ODBC. ODBC (Open DataBase Connectivity) is a set of conventions introduced by Microsoft which allows access to information from a wide range of databases (e.g., MS Access, Oracle) and performing queries via SQL.

Odds Ratio. The odds ratio is useful in the interpretation of the results of Logistic regression (see Neter, Wasserman, and Kutner, 1989) and is computed from a 2x2 classification table which displays the predicted and observed classification of cases for a binary dependent variable:

(f₁₁ * f₂₂)/(f₁₂ * f₂₁)

where f_ij represents the respective frequencies in the 2x2 table.

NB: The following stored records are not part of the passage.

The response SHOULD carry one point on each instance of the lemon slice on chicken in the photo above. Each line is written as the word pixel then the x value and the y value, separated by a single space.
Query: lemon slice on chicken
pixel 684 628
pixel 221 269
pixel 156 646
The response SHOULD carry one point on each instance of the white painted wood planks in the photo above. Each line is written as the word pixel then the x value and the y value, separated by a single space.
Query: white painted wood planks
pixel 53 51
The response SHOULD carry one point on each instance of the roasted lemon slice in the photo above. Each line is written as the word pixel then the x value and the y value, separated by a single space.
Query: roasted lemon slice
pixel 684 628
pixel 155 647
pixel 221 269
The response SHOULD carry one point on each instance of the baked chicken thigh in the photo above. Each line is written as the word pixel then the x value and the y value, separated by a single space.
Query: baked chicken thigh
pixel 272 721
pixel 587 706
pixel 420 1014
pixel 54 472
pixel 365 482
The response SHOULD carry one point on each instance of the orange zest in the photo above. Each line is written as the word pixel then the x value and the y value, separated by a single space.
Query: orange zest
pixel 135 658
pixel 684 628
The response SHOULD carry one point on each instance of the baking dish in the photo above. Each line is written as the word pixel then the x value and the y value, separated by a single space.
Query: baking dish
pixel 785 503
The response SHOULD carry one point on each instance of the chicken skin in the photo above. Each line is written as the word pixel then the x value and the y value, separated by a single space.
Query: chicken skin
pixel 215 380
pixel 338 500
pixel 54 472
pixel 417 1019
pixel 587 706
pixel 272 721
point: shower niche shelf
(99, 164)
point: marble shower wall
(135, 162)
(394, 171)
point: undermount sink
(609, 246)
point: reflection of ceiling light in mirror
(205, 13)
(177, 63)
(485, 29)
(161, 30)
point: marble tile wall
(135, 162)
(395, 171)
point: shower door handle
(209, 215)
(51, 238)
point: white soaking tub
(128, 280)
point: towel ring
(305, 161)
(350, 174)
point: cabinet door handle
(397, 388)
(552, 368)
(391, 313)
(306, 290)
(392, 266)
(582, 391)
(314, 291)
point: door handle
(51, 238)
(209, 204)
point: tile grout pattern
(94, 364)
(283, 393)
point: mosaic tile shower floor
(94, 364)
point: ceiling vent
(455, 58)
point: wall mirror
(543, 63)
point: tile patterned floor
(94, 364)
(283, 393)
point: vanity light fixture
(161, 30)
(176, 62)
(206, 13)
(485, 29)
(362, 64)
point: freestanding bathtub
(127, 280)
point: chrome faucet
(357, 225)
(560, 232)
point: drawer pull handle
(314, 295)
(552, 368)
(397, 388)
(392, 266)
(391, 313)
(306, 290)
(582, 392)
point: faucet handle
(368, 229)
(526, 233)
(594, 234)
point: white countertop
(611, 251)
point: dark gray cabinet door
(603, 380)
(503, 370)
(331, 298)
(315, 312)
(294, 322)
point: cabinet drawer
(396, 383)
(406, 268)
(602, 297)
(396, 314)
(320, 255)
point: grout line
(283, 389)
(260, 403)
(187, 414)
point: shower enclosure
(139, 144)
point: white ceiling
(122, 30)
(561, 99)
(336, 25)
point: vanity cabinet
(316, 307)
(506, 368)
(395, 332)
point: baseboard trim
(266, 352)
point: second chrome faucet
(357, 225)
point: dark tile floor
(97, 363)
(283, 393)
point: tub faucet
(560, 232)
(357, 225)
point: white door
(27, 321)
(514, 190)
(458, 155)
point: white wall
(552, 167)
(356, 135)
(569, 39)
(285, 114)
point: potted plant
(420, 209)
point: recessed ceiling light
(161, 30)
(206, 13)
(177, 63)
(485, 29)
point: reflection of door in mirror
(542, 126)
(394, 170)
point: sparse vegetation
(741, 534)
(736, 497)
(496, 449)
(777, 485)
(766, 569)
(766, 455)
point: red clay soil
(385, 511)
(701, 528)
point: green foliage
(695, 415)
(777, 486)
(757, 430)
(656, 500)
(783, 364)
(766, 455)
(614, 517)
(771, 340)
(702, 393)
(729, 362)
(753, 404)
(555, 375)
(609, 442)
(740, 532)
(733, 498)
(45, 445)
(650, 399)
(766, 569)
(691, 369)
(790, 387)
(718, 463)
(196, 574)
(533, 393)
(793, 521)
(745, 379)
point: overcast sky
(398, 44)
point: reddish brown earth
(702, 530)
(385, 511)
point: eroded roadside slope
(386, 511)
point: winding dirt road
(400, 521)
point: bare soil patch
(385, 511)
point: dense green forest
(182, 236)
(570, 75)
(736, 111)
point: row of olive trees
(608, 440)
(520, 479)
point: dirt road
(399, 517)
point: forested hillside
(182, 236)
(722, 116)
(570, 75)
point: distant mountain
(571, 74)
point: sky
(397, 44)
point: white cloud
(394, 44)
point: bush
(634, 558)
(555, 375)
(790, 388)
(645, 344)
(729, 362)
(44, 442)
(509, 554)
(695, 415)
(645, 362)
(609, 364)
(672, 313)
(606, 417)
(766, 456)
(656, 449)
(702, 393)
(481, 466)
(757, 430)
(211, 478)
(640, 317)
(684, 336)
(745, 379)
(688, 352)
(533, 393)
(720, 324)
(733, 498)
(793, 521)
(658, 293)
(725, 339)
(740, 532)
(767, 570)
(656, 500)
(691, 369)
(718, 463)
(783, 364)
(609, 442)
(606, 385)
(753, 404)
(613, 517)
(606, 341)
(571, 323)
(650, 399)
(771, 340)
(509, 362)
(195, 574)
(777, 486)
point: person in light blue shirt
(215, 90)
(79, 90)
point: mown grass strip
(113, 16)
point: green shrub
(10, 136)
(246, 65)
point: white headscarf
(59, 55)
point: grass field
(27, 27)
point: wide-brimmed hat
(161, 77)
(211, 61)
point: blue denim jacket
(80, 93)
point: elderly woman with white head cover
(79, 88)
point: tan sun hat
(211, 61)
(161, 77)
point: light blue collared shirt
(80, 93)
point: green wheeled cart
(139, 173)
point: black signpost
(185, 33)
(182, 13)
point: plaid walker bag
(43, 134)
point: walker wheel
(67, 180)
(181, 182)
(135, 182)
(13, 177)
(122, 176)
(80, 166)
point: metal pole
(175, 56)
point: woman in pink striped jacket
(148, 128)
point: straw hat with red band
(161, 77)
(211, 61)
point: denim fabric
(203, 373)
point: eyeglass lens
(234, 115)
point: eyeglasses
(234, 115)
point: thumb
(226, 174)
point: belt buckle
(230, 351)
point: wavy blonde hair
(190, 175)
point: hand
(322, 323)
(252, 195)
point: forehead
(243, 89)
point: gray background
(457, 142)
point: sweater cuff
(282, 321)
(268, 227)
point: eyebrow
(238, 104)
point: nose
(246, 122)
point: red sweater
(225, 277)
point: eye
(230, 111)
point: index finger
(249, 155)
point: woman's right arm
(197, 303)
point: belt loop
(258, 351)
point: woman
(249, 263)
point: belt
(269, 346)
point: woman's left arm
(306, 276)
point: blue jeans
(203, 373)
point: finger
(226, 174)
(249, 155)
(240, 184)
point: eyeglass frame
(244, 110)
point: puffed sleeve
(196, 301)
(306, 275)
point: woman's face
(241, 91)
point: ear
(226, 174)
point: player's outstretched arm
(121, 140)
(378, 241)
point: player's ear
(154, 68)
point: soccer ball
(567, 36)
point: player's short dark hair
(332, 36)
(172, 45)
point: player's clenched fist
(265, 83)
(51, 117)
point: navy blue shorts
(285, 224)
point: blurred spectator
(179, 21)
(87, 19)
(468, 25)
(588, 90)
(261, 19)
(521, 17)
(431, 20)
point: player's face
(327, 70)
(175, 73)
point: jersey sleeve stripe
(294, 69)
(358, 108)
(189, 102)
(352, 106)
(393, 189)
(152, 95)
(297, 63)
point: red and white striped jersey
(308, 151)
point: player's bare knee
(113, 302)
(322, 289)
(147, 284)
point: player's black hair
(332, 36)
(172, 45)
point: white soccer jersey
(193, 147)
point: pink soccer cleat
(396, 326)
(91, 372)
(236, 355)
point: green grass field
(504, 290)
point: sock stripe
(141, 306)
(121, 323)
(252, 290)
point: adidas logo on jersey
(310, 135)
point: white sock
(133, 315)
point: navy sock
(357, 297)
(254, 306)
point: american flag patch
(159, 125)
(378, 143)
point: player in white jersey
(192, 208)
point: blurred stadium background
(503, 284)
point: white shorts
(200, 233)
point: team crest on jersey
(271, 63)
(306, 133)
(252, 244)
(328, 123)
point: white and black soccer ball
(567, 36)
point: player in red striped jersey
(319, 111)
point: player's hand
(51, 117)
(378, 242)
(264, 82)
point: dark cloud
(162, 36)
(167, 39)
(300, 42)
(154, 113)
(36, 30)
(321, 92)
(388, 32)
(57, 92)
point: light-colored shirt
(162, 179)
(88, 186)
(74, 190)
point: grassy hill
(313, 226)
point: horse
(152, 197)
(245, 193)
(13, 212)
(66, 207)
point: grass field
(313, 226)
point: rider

OLE DB. OLE DB (Object Linking and Embedding Database) is a set of conventions introduced by Microsoft which allows access to information from a wide range of databases (e.g., MS Access, Oracle). OLE DB is a database architecture that provides universal data integration over an enterprise's network, from mainframe to desktop, regardless of the data type. OLE DB is a more generalized and more efficient strategy for data access than ODBC, because it allows access to more types of data and is based on the Component Object Model (COM).

On-Line Analytic Processing (OLAP) (or Fast Analysis of Shared Multidimensional Information - FASMI). The term On-Line Analytic Processing refers to technology that allows users of multidimensional databases to generate on-line descriptive or comparative summaries ("views") of data and other analytic queries.

For more information, see On-Line Analytic Processing (OLAP); see also, Data Warehousing and Data Mining techniques.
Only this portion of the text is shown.